Setting up Github Codespaces¶
If you are having trouble building PyVRP from source or setting up your local development environment, you can try to build PyVRP online, using GitHub Codespaces. Github Codespaces allows you to create a development environment directly in your browser.
To launch Github Codespaces, go to the PyVRP repository and click on the green button. Select the Codespaces tab and click on the + icon to create a Codespaces environment. This environment is configured with all necessary dependencies to build PyVRP. Once the setup completes, execute the test suite to verify everything runs smoothly:
poetry run pytest
Building the extensions¶
PyVRP uses a number of native Python extensions that are written in C++ for performance.

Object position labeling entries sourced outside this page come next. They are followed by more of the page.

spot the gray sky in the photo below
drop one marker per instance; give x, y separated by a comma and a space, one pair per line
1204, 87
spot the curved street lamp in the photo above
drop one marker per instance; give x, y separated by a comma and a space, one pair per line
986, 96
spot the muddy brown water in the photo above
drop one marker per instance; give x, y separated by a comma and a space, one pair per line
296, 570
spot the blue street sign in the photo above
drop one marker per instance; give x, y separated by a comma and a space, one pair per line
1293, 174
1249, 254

These extensions are built every time poetry install
is used, but that command builds everything in release mode.
While developing, one typically wants to use debug builds.
These (and more) can be made by using the build_extensions.py
script directly, as follows:
poetry run python build_extensions.py
The script takes a number of command-line arguments, which you can discover using
poetry run python build_extensions.py --help
We use the Meson build system to compile the C++ extensions.

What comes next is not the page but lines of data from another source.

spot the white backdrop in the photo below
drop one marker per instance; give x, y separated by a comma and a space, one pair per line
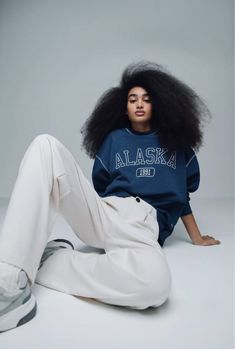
58, 57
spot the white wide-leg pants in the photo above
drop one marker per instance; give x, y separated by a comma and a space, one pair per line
132, 272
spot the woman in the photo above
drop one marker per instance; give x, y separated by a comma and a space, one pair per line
141, 135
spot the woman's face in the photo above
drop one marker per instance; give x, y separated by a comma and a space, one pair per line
139, 108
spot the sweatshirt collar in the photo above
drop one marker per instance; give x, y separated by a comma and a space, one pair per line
139, 133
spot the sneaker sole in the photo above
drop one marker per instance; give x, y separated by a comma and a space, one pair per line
19, 316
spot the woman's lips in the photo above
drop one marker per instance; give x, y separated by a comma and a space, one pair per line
139, 113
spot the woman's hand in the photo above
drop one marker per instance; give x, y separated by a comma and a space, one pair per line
206, 240
194, 233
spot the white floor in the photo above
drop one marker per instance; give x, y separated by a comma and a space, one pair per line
198, 315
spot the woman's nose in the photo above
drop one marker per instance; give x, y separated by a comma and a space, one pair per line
139, 103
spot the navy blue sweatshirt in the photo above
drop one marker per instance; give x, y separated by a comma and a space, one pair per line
131, 163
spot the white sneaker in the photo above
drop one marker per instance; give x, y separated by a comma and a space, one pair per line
17, 303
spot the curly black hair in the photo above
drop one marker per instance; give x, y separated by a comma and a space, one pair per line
177, 111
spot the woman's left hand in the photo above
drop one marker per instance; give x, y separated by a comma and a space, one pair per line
206, 240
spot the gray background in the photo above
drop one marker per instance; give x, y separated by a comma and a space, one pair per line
58, 57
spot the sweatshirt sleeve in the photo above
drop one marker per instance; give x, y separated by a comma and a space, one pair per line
101, 175
193, 178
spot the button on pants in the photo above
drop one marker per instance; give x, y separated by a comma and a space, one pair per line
133, 271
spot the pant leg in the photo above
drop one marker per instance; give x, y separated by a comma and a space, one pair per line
132, 272
49, 180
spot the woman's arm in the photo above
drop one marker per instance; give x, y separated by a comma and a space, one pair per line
194, 233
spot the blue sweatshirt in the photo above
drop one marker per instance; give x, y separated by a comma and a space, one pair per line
131, 163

Meson is configured using the meson.build
file in the repository root.
You should not have to touch this file often: all compilation is handled via the build_extensions.py
script.
Debugging the extensions¶
This section explains how to perform cross-debugging for mixed Python and C++ code. We will use the Visual Studio Code IDE and the Python C++ Debug extension.
First, build PyVRP in debug mode:
poetry run python build_extensions.py --build_type debug
Create a test Python file that calls some C++ code, like so:
from pyvrp import Client
Client(x=0, y=0)
Set breakpoints in pyvrp/cpp/ProblemData.cpp
within the Client
constructor.
Next, set-up your debugger configuration by creating the .vscode/launch.json
file, with the following content:
{
"version": "0.2.0",
"configurations": [
{
"name": "Python C++ Debugger",
"type": "pythoncpp",
"request": "launch",
"pythonConfig": "default",
"cppConfig": "default (gdb) Attach"
}
]
}
Start the debugger in Visual Studio Code and step through the code.
The debugger should break at the breakpoints that you set in pvvrp/cpp/ProblemData.cpp
.
Profiling the extensions¶
Typically, the most computationally intense components in PyVRP are written in C++, as native extensions. While developing new functionality that touches the C++ components, it is important to pay attention to performance. For this, profiling is an incredibly useful tool. There are many ways to get started with profiling, but the following may be helpful.
First, build a debug optimised build of PyVRP, as follows:
poetry run python build_extensions.py --build_type debugoptimized
This ensures all debug symbols are retained, so the profiling output contains meaningful information. Next, we need to use a profiling tool, which varies based on your operating system.
Make sure you install perf
, the Linux profiling tool.
Now, all we need to do is let perf
record PyVRP doing some work, like for example:
poetry run perf record pyvrp instances/VRPTW/RC2_10_5.vrp --seed 6 --round_func dimacs --max_runtime 5
The resulting perf.data
file will contain all relevant profiling results.
Such a file can be inspected using perf
on the command line, or with a GUI using, for example, KDAB’s hotspot program.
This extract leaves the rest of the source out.